Advances are no longer showing up as readily quantifiable milestones (beating go experts). Instead, key advances are more like increasing breadth of abilities. I don’t know of good ways to measure that other than “jobs made obsolete”, which is not too well quantified, and likely lagging a couple of years behind the key technical advances.

I also see a possible switch from overhype to underhype. Up to maybe 5 years ago, AI companies and researchers focused a good deal on showing off their expertise, in order to hire or be hired by the best. Now the systems they’re working on are likely valuable enough that trade secrets will start to matter.

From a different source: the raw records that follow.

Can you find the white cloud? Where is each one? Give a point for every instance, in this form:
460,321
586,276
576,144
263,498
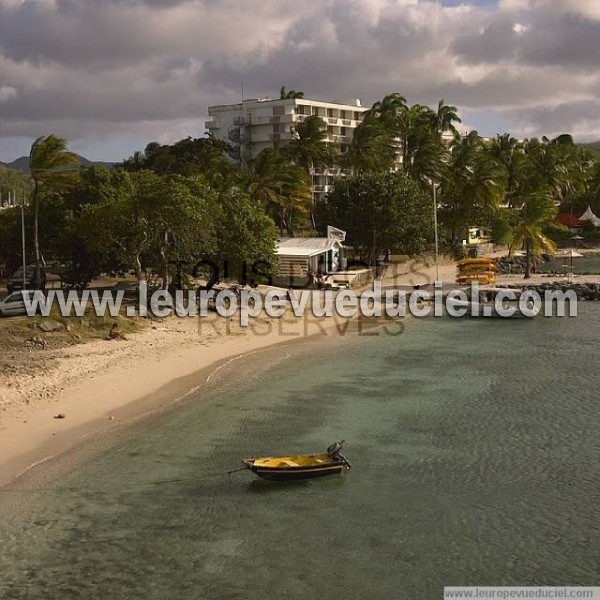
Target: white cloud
152,67
7,93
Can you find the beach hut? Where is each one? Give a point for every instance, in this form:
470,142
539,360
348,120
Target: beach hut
589,215
301,259
571,221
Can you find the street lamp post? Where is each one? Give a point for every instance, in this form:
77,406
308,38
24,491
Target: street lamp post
437,266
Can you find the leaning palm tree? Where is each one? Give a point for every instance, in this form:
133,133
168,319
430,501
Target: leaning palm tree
537,212
371,149
281,187
446,116
291,94
52,168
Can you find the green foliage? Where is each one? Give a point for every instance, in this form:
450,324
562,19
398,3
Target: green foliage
381,211
191,157
14,185
281,187
286,95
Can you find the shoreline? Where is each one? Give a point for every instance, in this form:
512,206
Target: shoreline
104,386
28,444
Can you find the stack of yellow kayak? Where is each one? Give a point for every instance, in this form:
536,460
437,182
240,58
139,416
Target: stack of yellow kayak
482,270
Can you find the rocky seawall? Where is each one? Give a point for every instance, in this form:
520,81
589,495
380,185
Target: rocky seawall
584,291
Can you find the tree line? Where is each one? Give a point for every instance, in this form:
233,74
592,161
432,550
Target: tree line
171,207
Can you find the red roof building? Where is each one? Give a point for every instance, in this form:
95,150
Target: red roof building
569,220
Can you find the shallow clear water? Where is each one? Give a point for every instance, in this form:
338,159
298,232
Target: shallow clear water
475,452
589,263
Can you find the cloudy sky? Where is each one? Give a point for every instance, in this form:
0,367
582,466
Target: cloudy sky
112,75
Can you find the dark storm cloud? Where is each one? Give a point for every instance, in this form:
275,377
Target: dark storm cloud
152,65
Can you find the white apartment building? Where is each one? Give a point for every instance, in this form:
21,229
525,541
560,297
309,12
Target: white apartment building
253,125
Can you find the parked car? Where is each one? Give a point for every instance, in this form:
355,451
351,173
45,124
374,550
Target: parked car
16,281
14,303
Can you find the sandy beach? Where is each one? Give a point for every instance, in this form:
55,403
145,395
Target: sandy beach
101,385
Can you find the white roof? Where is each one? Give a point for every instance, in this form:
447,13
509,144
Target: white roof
305,246
588,215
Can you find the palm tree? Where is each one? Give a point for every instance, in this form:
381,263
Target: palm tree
446,116
538,211
283,95
473,187
281,187
51,168
371,149
310,149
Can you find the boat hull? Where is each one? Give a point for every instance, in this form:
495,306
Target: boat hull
296,474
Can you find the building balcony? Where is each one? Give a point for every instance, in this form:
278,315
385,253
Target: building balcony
340,139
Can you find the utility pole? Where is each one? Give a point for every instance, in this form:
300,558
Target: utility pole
437,266
22,237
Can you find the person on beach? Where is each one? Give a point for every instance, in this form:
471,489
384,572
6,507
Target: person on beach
115,334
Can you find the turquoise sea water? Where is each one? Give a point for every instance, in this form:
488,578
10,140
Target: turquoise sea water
475,455
589,263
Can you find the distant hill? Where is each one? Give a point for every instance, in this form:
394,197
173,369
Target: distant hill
22,164
593,147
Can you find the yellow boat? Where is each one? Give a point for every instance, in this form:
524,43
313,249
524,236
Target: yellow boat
302,466
475,261
477,268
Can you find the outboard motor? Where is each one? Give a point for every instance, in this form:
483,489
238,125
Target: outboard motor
335,451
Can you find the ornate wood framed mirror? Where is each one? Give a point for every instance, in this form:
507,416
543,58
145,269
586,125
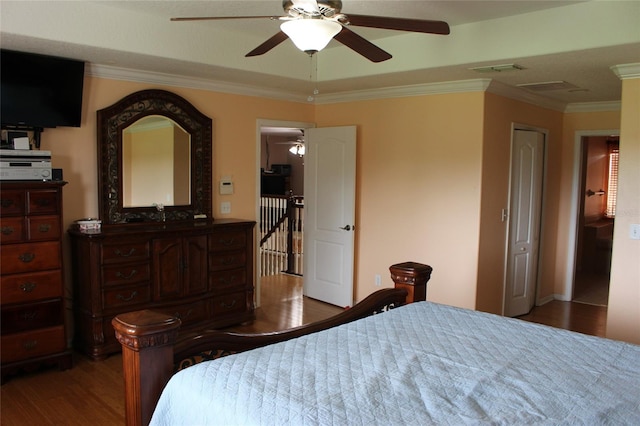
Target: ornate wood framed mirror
154,159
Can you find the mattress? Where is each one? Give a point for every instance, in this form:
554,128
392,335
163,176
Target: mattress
423,363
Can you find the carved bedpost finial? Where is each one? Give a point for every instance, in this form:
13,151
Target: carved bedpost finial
147,359
413,277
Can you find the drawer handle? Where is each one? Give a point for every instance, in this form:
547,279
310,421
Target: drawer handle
28,287
227,280
29,315
228,260
185,316
26,257
44,227
7,202
126,277
30,344
127,299
228,305
123,254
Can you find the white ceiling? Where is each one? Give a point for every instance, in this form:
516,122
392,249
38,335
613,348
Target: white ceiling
573,41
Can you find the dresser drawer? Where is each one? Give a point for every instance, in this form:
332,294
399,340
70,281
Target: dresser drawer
42,201
19,346
11,229
227,240
31,316
125,252
188,313
229,304
42,228
11,202
126,296
224,261
225,281
16,258
22,288
126,274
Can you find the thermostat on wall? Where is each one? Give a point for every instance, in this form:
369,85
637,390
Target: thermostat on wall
226,186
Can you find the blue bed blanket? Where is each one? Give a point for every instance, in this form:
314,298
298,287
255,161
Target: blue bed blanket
423,363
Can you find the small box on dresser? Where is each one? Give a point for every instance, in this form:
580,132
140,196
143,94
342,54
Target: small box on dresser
33,331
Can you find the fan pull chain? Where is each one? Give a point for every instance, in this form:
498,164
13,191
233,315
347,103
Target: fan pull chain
315,91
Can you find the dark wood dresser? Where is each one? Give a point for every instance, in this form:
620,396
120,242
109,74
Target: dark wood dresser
33,329
200,272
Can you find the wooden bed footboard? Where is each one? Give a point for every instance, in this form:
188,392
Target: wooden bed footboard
151,348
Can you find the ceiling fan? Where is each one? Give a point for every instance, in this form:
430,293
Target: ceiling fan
311,24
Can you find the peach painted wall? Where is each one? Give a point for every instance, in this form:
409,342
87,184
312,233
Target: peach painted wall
418,188
623,314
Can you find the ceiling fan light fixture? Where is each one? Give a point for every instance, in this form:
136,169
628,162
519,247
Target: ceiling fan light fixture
310,35
297,149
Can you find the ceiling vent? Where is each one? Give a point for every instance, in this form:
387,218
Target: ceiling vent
498,68
548,85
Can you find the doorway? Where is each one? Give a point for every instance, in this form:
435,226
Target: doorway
595,218
278,171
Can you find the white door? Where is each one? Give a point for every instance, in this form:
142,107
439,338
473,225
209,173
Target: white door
525,202
329,204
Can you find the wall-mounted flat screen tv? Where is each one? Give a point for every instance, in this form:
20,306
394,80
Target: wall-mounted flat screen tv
40,91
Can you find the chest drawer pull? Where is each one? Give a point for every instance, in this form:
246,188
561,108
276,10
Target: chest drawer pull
26,257
29,315
30,344
126,277
185,316
227,241
45,227
28,287
228,305
7,202
120,253
229,260
127,299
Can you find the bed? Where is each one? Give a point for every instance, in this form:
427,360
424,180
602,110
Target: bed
410,363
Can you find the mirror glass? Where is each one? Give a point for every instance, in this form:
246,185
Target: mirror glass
156,156
154,160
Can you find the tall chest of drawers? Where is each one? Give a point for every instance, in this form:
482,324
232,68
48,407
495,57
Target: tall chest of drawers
31,279
200,272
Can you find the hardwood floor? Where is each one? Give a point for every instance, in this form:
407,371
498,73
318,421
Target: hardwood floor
92,392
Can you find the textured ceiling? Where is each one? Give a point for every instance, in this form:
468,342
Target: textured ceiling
570,41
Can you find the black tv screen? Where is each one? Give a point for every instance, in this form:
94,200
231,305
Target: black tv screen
39,90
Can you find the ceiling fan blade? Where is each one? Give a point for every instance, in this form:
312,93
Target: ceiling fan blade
361,45
268,45
401,24
220,18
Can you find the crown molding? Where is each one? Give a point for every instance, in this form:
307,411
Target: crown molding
593,106
125,74
626,71
461,86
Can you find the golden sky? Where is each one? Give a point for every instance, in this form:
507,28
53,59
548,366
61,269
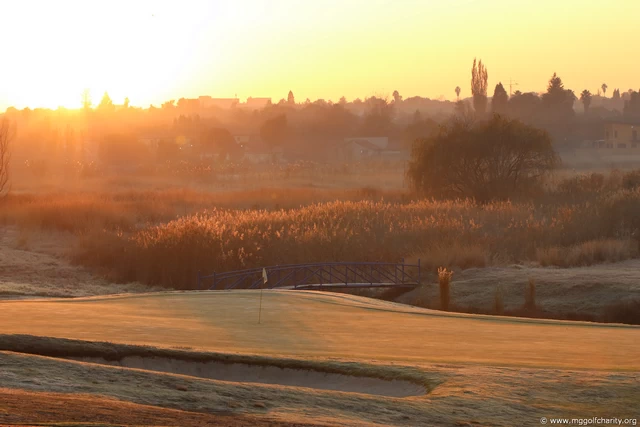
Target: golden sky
153,51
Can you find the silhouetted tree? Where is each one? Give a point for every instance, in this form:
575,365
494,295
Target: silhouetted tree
557,109
632,106
585,97
616,95
6,135
500,100
419,128
479,77
378,117
496,159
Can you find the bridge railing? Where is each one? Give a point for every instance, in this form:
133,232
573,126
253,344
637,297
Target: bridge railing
328,273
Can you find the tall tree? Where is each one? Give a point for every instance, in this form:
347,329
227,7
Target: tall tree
557,109
498,159
479,77
6,135
632,106
585,97
500,100
616,94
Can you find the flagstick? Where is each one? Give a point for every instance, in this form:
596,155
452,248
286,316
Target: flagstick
260,311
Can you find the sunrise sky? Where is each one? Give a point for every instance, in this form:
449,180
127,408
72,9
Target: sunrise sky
153,51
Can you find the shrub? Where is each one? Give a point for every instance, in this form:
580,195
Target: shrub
587,253
627,312
498,301
530,295
494,160
444,280
631,180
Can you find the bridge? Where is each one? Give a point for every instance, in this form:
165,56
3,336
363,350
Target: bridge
328,275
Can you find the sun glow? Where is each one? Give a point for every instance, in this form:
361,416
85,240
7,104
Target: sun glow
154,51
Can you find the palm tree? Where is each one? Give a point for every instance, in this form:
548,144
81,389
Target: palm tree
585,97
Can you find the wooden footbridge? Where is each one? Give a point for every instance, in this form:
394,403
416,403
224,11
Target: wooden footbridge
328,275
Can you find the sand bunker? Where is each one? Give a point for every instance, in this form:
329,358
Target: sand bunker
240,372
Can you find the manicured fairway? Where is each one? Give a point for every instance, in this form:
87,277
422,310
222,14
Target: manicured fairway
317,325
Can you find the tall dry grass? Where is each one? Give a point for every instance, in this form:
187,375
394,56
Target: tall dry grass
164,237
221,239
444,284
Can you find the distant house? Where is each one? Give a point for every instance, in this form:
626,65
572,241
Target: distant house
257,103
208,102
152,141
367,148
622,134
242,140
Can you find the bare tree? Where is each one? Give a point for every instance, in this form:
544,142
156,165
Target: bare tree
479,78
6,134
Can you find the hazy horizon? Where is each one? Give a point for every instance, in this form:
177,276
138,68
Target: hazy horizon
152,52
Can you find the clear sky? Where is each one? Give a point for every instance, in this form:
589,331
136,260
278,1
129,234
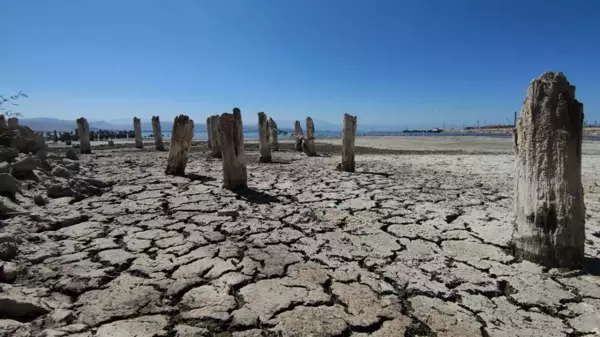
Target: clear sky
386,61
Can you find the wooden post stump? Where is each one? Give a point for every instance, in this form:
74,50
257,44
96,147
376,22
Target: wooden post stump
299,135
13,122
215,137
232,145
84,136
264,135
549,205
137,130
157,131
274,135
310,137
348,137
208,132
181,141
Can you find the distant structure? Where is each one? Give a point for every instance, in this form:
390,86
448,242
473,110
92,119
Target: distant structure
549,204
84,136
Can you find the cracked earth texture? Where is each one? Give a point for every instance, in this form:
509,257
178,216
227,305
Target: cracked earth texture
413,245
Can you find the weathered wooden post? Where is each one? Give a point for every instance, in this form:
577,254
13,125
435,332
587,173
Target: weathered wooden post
215,137
181,141
13,122
310,137
208,132
299,135
157,131
137,130
231,134
264,135
273,135
549,205
84,136
348,136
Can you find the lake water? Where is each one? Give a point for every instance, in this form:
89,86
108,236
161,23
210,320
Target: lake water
254,135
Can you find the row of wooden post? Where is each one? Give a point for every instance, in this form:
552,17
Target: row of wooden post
548,197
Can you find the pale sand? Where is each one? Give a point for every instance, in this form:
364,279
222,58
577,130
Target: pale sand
413,244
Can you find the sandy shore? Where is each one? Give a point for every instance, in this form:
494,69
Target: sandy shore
414,244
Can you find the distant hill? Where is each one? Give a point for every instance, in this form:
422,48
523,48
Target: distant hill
51,124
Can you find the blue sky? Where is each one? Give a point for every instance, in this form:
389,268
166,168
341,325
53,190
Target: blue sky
386,61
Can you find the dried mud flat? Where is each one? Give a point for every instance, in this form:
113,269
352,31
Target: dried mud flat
414,245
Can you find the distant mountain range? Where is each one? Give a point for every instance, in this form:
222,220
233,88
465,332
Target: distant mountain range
51,124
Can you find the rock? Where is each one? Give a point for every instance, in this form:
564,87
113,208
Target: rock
124,296
8,184
8,154
8,272
446,319
71,164
228,212
42,154
309,321
71,155
144,326
26,141
5,167
208,302
59,191
39,200
8,246
232,147
17,304
181,140
60,171
549,205
25,166
8,206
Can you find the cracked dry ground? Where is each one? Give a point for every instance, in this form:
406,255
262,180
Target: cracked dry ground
419,251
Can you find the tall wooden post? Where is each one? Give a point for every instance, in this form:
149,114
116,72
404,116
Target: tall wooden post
263,135
232,146
157,131
299,135
13,122
181,141
137,130
84,136
310,137
549,206
215,137
208,132
348,137
274,135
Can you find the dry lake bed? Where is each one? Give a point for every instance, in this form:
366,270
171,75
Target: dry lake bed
417,243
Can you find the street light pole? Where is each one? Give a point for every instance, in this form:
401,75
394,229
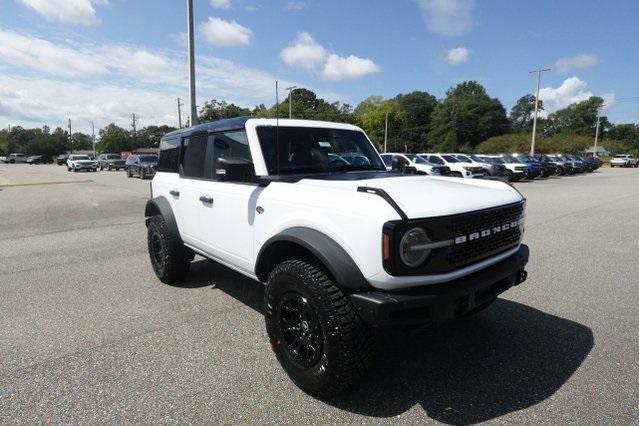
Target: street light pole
386,132
532,143
290,98
594,151
189,10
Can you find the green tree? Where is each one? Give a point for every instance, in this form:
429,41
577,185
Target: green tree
218,110
467,116
417,110
114,139
522,113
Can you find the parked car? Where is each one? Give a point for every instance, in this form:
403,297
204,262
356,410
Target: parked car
534,169
39,159
61,160
413,163
16,157
563,167
490,168
624,160
457,168
111,162
339,248
142,165
516,169
78,162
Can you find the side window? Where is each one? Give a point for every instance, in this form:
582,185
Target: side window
232,144
169,154
193,156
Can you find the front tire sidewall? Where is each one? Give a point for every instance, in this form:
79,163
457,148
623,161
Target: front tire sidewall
332,373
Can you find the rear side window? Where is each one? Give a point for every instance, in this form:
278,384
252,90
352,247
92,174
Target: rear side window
169,154
194,156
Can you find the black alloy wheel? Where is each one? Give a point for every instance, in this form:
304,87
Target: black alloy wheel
300,329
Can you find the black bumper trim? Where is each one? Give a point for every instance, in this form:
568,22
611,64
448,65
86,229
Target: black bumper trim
439,302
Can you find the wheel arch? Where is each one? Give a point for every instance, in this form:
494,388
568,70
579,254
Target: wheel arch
299,242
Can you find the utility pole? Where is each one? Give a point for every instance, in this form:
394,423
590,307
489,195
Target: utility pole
290,104
70,136
133,125
189,10
594,151
386,133
532,143
180,113
93,136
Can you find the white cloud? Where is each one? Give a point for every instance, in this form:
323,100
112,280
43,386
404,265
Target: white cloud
448,17
458,55
42,55
585,60
219,32
348,67
571,91
79,12
295,5
110,81
221,4
305,52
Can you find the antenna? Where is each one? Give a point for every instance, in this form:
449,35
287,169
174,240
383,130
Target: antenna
277,127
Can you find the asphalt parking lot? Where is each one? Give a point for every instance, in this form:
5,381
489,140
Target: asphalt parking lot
88,334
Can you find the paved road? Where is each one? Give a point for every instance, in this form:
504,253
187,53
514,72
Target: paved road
88,334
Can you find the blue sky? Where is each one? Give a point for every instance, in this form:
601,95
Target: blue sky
102,60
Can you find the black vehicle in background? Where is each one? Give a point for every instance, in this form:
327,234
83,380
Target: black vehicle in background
62,159
111,162
141,165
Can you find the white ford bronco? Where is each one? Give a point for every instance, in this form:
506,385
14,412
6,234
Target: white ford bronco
308,209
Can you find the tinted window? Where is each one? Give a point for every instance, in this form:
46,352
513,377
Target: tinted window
194,154
169,154
302,150
233,144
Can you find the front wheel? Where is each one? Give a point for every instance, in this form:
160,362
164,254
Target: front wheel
170,259
315,331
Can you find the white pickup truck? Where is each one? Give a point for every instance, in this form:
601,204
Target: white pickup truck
341,246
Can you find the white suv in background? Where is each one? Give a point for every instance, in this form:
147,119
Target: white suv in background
412,163
624,160
457,168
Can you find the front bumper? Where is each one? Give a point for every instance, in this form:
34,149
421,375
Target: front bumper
435,303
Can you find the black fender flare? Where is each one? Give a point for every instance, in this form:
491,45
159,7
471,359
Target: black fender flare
161,206
338,262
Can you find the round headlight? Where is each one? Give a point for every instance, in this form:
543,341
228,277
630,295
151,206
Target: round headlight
410,247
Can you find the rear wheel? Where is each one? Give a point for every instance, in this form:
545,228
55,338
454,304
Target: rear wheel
170,259
315,332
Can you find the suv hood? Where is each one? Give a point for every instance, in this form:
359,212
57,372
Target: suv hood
429,196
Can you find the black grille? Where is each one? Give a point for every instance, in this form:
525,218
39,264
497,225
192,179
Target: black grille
476,222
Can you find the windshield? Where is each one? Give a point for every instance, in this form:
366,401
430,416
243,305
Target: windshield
308,150
416,159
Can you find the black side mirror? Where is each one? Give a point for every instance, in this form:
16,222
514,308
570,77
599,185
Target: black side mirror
397,164
234,169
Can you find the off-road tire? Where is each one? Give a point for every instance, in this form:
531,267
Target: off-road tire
170,259
346,341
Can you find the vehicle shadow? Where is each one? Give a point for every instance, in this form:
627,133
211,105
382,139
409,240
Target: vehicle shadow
505,359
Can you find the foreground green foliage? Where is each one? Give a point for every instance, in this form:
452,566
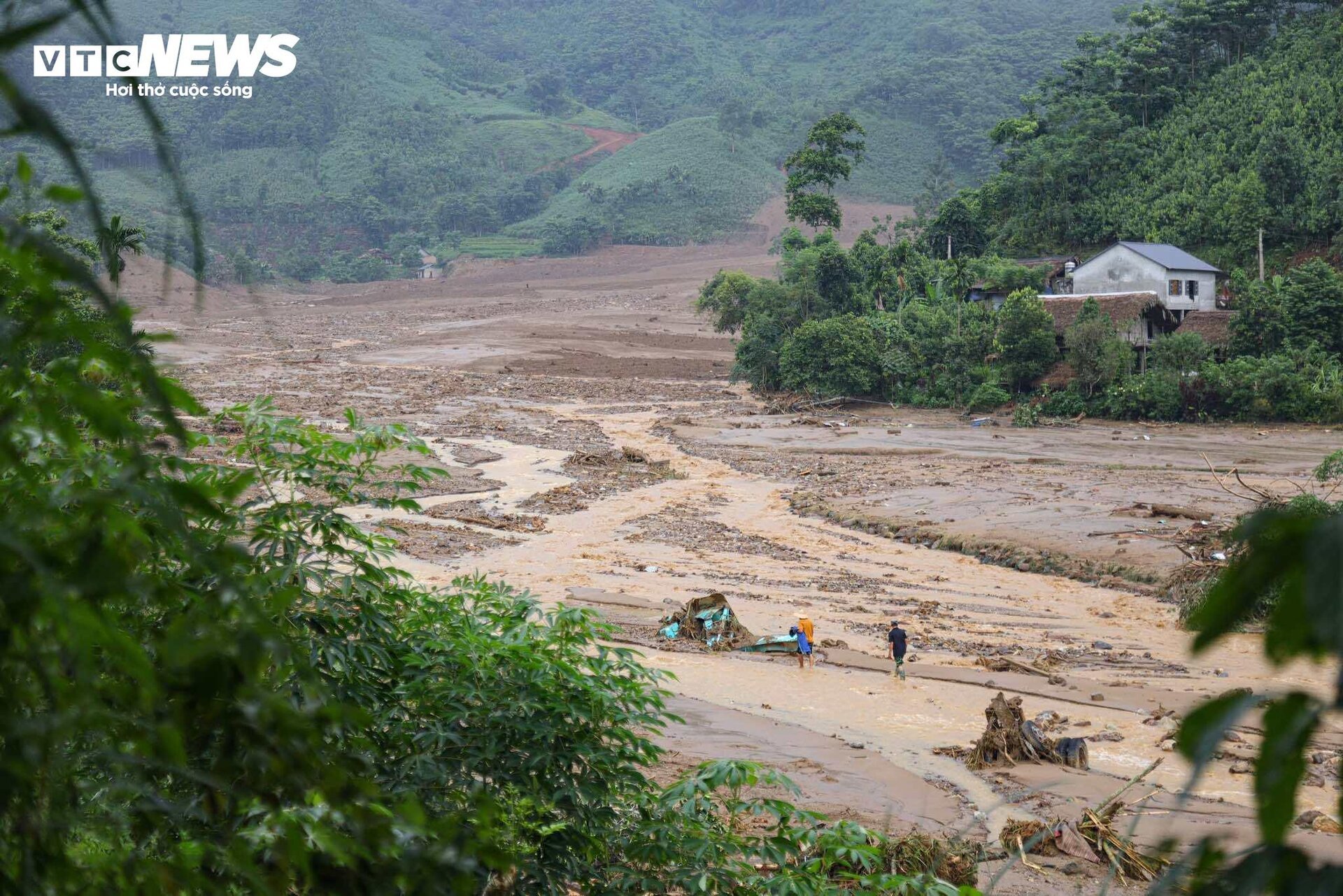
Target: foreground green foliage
1291,564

This switch is hard for most people to notice, even with ideal news sources. The storyteller industry obfuscates this further, by biasing stories to sound like the most important development of the day. So when little is happening, they exaggerate the story importance. But they switch to understating the importance when preparing for an emergency deserves higher priority than watching TV (see my Credibility of Hurricane Warnings).

Concluding Thoughts

I’m optimistic in the sense that I think that smart people are making progress on AI alignment, and that success does not look at all hopeless.

But I’m increasingly uncomfortable about how fast AGI is coming, how foggy the path forward looks, and how many uncertainties remain.